CCIA has long opposed Internet censorship efforts by foreign governments as sabotaging what should be the greatest tool for freedom in the world. The Internet enables the widespread dissemination within a society of information and ideas that are the building blocks of democracy.
China’s Great Firewall seeks to keep out inconvenient information and prevent such building blocks from taking shape. If democracy is to be brought about through the efforts of men like Mr. Liu who “dream of things that never were and ask why not?” the free flow of information lets them know what already is in other countries and helps them envision what could someday be in China.

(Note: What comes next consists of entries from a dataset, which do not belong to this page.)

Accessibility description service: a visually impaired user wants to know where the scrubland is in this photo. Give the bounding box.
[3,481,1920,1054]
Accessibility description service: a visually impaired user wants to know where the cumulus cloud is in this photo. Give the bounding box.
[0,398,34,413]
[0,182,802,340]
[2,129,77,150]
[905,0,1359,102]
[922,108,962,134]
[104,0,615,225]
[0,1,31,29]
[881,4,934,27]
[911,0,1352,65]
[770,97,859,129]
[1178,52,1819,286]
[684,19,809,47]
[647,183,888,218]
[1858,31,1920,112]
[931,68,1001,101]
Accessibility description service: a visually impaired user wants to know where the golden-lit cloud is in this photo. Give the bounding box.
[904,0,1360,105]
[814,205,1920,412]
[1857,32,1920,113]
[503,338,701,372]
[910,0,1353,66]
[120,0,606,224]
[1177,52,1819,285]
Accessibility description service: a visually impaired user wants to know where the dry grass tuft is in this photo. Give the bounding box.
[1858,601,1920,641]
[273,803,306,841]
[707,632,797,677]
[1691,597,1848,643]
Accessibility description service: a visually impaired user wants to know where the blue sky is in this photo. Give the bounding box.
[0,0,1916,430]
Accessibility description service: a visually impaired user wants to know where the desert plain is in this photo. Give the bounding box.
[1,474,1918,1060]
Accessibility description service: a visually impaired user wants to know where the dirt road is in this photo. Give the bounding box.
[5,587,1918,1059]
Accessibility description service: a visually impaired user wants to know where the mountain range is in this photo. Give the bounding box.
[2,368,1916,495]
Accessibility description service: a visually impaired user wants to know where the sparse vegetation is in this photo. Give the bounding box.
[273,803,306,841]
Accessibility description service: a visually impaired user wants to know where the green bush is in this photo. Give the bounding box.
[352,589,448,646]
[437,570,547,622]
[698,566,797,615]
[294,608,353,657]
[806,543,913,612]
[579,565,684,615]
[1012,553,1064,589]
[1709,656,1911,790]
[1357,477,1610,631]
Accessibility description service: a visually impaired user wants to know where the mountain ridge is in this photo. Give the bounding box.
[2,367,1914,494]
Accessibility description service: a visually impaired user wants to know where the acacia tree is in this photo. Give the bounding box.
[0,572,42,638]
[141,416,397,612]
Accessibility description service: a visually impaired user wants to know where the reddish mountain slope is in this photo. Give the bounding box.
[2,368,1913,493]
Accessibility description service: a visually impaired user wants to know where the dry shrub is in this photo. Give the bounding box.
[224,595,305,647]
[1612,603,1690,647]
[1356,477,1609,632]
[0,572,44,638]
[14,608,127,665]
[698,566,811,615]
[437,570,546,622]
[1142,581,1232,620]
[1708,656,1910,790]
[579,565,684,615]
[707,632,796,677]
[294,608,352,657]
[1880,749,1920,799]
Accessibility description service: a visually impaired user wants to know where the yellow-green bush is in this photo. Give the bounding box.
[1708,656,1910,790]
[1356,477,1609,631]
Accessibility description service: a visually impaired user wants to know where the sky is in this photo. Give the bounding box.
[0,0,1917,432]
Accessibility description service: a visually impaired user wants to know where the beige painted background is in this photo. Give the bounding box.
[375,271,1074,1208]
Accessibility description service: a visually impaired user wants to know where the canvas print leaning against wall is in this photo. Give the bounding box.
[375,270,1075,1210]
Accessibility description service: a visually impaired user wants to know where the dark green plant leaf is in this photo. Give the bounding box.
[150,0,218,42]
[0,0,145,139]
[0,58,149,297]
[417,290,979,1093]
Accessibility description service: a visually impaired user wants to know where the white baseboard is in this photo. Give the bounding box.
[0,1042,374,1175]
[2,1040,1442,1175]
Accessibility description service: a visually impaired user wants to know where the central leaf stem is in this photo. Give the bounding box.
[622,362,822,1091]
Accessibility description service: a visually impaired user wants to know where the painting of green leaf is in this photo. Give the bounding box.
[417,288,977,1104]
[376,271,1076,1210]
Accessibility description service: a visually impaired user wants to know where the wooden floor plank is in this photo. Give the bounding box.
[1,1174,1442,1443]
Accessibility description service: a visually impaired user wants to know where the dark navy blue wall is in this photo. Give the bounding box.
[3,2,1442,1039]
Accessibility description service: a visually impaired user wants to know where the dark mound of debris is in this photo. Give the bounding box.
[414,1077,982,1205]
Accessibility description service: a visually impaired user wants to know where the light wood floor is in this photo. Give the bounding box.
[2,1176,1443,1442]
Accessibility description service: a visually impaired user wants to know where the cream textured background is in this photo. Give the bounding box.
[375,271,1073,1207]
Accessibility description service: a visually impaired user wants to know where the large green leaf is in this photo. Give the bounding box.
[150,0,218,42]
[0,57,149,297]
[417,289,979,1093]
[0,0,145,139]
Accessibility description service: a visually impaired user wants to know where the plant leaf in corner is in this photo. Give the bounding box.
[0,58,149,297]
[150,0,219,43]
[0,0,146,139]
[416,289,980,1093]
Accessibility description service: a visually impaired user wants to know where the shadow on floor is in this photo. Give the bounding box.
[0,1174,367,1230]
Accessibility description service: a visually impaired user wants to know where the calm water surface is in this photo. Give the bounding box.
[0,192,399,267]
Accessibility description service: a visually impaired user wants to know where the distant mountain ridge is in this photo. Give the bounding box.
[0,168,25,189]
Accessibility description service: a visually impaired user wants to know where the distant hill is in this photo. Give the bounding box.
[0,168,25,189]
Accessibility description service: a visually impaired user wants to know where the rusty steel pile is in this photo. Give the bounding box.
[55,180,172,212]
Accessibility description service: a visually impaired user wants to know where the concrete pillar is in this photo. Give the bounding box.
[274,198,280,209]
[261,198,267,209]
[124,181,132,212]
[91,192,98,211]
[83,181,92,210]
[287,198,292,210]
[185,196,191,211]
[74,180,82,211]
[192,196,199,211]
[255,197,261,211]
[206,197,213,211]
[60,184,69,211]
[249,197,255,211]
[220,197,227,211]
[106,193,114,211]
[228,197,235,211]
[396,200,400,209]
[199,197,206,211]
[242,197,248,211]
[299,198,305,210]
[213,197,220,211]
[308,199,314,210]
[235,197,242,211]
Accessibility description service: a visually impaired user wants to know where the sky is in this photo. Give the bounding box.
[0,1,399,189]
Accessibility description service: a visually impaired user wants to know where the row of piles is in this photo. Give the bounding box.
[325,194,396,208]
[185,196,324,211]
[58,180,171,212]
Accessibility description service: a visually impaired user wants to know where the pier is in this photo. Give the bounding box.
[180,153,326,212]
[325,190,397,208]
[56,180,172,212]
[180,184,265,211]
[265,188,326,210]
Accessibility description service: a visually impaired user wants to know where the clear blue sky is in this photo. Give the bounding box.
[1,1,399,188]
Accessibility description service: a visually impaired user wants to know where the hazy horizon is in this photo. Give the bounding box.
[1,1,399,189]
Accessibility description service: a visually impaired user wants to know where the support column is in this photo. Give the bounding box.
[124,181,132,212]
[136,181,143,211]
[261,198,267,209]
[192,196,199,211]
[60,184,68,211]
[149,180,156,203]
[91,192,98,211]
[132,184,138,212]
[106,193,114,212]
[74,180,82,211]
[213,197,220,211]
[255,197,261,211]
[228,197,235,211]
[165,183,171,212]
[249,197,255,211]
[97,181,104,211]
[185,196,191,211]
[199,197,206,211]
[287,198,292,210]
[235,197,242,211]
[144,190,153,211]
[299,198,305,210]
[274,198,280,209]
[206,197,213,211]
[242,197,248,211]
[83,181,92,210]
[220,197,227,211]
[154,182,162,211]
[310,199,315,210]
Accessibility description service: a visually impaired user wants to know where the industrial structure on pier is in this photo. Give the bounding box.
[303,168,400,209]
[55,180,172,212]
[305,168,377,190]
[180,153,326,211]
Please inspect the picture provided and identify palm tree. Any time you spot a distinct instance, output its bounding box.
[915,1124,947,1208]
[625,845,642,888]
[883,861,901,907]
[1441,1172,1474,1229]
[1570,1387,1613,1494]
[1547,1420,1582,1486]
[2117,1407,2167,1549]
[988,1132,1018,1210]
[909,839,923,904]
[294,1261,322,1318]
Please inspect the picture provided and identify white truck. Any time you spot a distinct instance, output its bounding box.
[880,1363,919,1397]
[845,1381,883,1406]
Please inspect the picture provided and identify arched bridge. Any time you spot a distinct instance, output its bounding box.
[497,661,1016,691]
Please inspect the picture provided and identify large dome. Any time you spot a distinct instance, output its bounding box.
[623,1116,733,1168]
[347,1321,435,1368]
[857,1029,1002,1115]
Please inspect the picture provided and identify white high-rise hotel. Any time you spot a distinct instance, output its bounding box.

Internet censorship is not only about keeping foreign content out. The Internet is also a great enabler of information sharing and discussion within China. Such open and robust debates are not something alien to Chinese culture. There is a long history of it going all the way back to the Hundred Schools of Thought in ancient times.
More recent efforts to embrace that history include Charter 08, an online petition that was issued in December 2008, calling for greater human rights and democratic freedom in China. Modeled after Charter 77, the anti-Soviet document published in Czechoslovakia in 1977, Charter 08 calls for such positions as guaranteeing human rights, democratic elections, freedom of association, freedom of assembly, freedom of expression, and freedom of religion. Mr. Liu was a principal author of this blueprint for a free and democratic China.
Charter 08 was widely disseminated online and signed by 10,000 Chinese citizens online. When a group of reformist Communist Party elders (including a former secretary to Mao Zedong) published a letter last week calling for an easing of restrictions on freedom of speech, they did so on the microblogging service of China’s largest news portal. The Internet is already functioning as a modern-day printing press –even in China.
As the free world salutes China’s most prominent freedom activist, it is appropriate for those of us in the Internet industry to reflect once again on the potential power of a free Internet to aid him in his struggle, and how we can counter efforts to undermine that power.